Mass immigration has transformed London to the extent that it is totally unrecognisable from the city where I once grew up in. To paraphrase the venerable Mark Steyn, if you mix one kilo of ice cream with one kilo of faeces it will most likely come out tasting like the latter than the former. That is exactly how I see London’s demographics (minus the ice cream perhaps). I find myself constantly asking “Who are these people?” and “Why are they here?” They speak languages that sound like harsh, fuzzy noise, that disorientates and distracts me, a linguistic representation of the real-life confusion that so often surrounds me in London. Arabic, Balkan, and eastern European languages, basically anything east of the Adriatic right up to the Arabian sea, perplex me the most. Their mannerisms, appearance, accents, behaviour, body language, even the way they move, are all entirely foreign. They are strangers to this land and strangers to each other. I don’t like them, I don’t know them, and I don’t particularly want to know them either, and what’s more they are everywhere. There are so many foreigners in London that you can often observe foreign service providers serving foreign patrons, it is truly bizarre.
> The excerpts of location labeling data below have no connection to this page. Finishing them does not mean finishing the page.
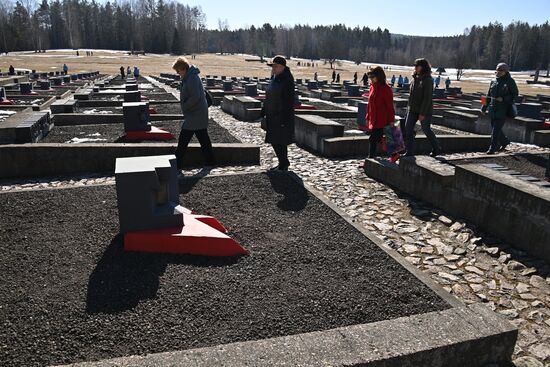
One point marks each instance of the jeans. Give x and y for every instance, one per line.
x=204, y=140
x=281, y=151
x=498, y=138
x=374, y=138
x=409, y=132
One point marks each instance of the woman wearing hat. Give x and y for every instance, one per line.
x=501, y=96
x=421, y=107
x=278, y=111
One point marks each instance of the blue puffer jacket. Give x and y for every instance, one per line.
x=193, y=101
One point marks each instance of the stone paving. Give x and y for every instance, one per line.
x=466, y=262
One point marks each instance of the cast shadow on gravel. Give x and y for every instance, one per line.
x=122, y=279
x=290, y=185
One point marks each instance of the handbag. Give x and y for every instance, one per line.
x=512, y=110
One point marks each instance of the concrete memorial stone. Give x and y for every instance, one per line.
x=152, y=219
x=136, y=116
x=25, y=127
x=251, y=90
x=25, y=88
x=227, y=86
x=44, y=85
x=132, y=96
x=131, y=87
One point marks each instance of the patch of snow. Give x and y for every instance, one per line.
x=83, y=140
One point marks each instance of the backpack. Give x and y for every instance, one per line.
x=208, y=98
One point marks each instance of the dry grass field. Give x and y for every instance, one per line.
x=108, y=61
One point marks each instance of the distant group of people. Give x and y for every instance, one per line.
x=278, y=108
x=129, y=72
x=88, y=53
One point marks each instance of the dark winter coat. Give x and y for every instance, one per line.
x=193, y=101
x=279, y=109
x=504, y=87
x=421, y=95
x=380, y=110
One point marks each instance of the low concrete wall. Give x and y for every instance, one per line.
x=542, y=138
x=359, y=145
x=311, y=130
x=520, y=129
x=71, y=119
x=490, y=197
x=35, y=160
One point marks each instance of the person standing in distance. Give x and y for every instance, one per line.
x=278, y=111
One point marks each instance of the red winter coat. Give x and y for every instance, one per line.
x=380, y=110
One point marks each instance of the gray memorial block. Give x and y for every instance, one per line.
x=133, y=96
x=439, y=93
x=353, y=90
x=531, y=110
x=251, y=90
x=312, y=85
x=147, y=193
x=25, y=88
x=362, y=112
x=227, y=86
x=131, y=87
x=136, y=116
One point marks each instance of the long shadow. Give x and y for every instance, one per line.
x=122, y=279
x=295, y=197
There are far too many people in London who are just a stain on the country and a burden to society and to decent, well-meaning people and they are fundamentally at odds with the history and heritage of the place they inhabit. You don’t need to be a scholar of Spengler or Heidegger to come to the conclusion that it would be better for everyone if the vast majority of these people just left.
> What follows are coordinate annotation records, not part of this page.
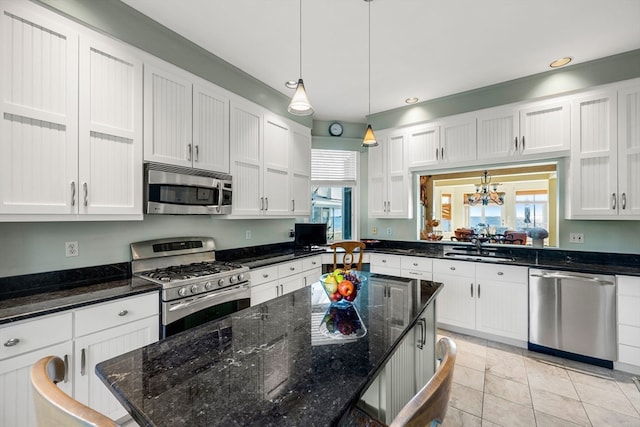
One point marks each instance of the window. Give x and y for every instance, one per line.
x=333, y=185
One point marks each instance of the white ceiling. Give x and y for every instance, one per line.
x=422, y=48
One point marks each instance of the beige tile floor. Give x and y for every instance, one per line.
x=500, y=385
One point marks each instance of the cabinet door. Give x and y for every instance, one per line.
x=246, y=157
x=498, y=131
x=398, y=188
x=593, y=170
x=629, y=152
x=502, y=300
x=95, y=348
x=110, y=126
x=167, y=115
x=544, y=128
x=377, y=191
x=276, y=166
x=458, y=139
x=210, y=128
x=423, y=142
x=301, y=171
x=39, y=123
x=16, y=396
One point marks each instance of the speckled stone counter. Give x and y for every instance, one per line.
x=267, y=365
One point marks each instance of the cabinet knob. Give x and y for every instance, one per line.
x=11, y=342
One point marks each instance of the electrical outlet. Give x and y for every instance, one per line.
x=71, y=249
x=576, y=237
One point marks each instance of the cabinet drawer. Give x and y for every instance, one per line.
x=629, y=354
x=289, y=268
x=629, y=286
x=416, y=263
x=33, y=334
x=629, y=335
x=628, y=313
x=103, y=316
x=311, y=262
x=501, y=273
x=264, y=275
x=384, y=260
x=455, y=268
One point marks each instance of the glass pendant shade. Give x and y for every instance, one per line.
x=300, y=105
x=369, y=138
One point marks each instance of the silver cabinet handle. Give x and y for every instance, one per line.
x=66, y=368
x=11, y=342
x=83, y=362
x=73, y=193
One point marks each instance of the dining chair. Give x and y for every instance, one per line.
x=53, y=406
x=348, y=257
x=429, y=406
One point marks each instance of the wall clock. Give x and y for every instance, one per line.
x=335, y=129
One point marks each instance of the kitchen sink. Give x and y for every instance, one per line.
x=470, y=256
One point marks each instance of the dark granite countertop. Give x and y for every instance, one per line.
x=266, y=365
x=39, y=304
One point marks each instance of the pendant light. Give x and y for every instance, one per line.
x=369, y=139
x=300, y=105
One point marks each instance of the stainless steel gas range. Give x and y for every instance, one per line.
x=195, y=287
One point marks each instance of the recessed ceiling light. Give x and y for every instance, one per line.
x=561, y=62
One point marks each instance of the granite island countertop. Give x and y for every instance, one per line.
x=265, y=365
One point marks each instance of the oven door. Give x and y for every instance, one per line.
x=178, y=316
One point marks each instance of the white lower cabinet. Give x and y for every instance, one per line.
x=629, y=320
x=24, y=343
x=489, y=298
x=280, y=279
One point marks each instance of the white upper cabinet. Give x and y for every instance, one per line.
x=186, y=119
x=447, y=141
x=270, y=163
x=72, y=121
x=605, y=155
x=389, y=189
x=301, y=170
x=535, y=130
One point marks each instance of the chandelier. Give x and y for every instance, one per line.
x=486, y=192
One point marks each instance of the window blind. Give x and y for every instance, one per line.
x=334, y=166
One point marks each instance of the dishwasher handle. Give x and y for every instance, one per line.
x=563, y=275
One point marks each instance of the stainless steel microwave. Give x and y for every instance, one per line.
x=177, y=190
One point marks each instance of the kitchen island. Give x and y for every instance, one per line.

Much like in the former Soviet Union, in London you are never more than a short walk away from the ideology of the regime, its symbols are dotted everywhere. The Union Jack and flag of St. George have been replaced by various iterations of the rainbow flag, the Ukrainian flag, the EU flag and, most recently, the trans flag (it’s a long list), symbolising how the native culture of London has been replaced by the culture of globalism, imported from all regions of the world. Posters for the COVID vaccine, the black lives matter symbol (the author has always found it mildly funny that a fist is chosen for the BLM symbol, considering that group’s propensity for violent behaviour, but alas l digress), and the NHS logo are also very common. However you choose to view the transformation of this city, the total displacement of London – its people, its culture, and its history – is a fait accompli by the elites; as in no one voted for any of this nor were we asked if this is what we wanted. The change, I fear, is permanent and irreversible.
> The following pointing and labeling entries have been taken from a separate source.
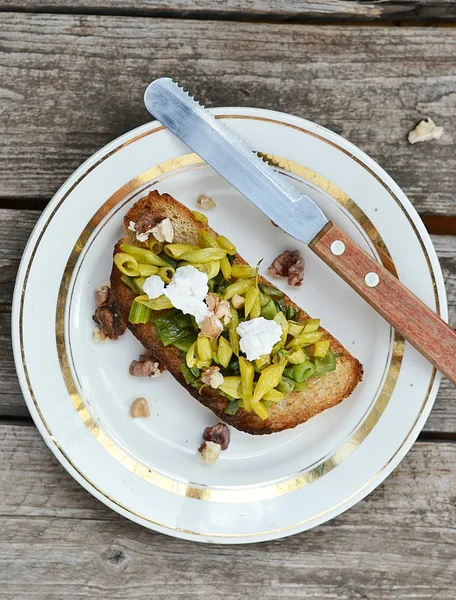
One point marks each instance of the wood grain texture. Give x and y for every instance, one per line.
x=334, y=10
x=72, y=83
x=58, y=541
x=426, y=331
x=15, y=227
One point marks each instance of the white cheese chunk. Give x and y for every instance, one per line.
x=153, y=286
x=258, y=336
x=187, y=291
x=141, y=237
x=163, y=231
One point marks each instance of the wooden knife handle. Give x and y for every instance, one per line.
x=415, y=321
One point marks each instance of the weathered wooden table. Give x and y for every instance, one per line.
x=72, y=74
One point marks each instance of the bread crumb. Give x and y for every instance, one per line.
x=209, y=452
x=140, y=408
x=99, y=336
x=425, y=131
x=205, y=202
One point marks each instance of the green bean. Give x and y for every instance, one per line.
x=224, y=352
x=147, y=270
x=206, y=240
x=305, y=339
x=200, y=217
x=291, y=313
x=160, y=303
x=273, y=396
x=233, y=334
x=203, y=255
x=139, y=313
x=285, y=385
x=268, y=380
x=250, y=298
x=243, y=271
x=144, y=256
x=224, y=243
x=239, y=287
x=176, y=250
x=269, y=311
x=295, y=328
x=311, y=325
x=203, y=347
x=232, y=408
x=303, y=371
x=226, y=268
x=211, y=269
x=126, y=264
x=166, y=273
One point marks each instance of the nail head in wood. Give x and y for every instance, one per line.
x=337, y=247
x=372, y=279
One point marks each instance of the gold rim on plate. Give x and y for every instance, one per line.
x=204, y=493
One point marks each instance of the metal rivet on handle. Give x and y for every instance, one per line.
x=372, y=279
x=337, y=247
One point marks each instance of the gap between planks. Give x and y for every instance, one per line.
x=424, y=436
x=305, y=17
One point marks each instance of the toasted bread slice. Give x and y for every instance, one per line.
x=295, y=408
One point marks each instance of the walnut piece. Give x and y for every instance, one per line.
x=289, y=264
x=109, y=322
x=237, y=301
x=212, y=300
x=146, y=366
x=163, y=231
x=103, y=296
x=221, y=308
x=140, y=408
x=205, y=202
x=211, y=327
x=209, y=452
x=213, y=377
x=223, y=311
x=425, y=131
x=220, y=434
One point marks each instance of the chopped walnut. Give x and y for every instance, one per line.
x=109, y=321
x=237, y=301
x=223, y=311
x=289, y=264
x=209, y=452
x=98, y=335
x=221, y=308
x=212, y=300
x=220, y=434
x=205, y=202
x=163, y=231
x=103, y=296
x=140, y=408
x=146, y=366
x=211, y=327
x=213, y=377
x=425, y=131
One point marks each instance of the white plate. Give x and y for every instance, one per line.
x=79, y=393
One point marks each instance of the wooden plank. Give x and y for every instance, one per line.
x=15, y=227
x=88, y=74
x=398, y=543
x=333, y=10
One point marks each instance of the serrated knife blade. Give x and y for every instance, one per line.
x=220, y=148
x=299, y=216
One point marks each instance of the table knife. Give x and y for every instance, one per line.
x=299, y=216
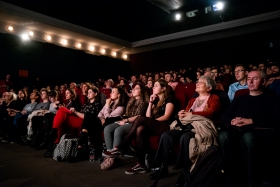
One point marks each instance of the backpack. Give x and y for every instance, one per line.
x=67, y=149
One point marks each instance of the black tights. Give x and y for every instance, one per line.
x=141, y=130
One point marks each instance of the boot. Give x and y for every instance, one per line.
x=182, y=178
x=161, y=173
x=53, y=136
x=45, y=143
x=83, y=142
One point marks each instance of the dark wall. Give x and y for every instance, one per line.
x=54, y=64
x=253, y=48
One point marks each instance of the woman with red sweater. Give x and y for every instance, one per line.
x=207, y=105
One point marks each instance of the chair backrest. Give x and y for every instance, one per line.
x=106, y=91
x=241, y=92
x=82, y=99
x=183, y=93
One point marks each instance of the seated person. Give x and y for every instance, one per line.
x=21, y=99
x=250, y=121
x=48, y=115
x=21, y=117
x=158, y=117
x=170, y=79
x=7, y=105
x=91, y=125
x=114, y=107
x=65, y=116
x=207, y=105
x=115, y=132
x=241, y=77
London is just too diverse to sustain the mutual obligations that are necessary for a high-trust, prosperous society. Before these wonderful people descended upon London, and the UK generally, this land, while not perfect by any means, was a safer, more pleasant, more recognisable place. The longer mass immigration and globalisation continue the more unpleasant London slowly becomes and the further it drifts away from its history and heritage. And the further it drifts away from me.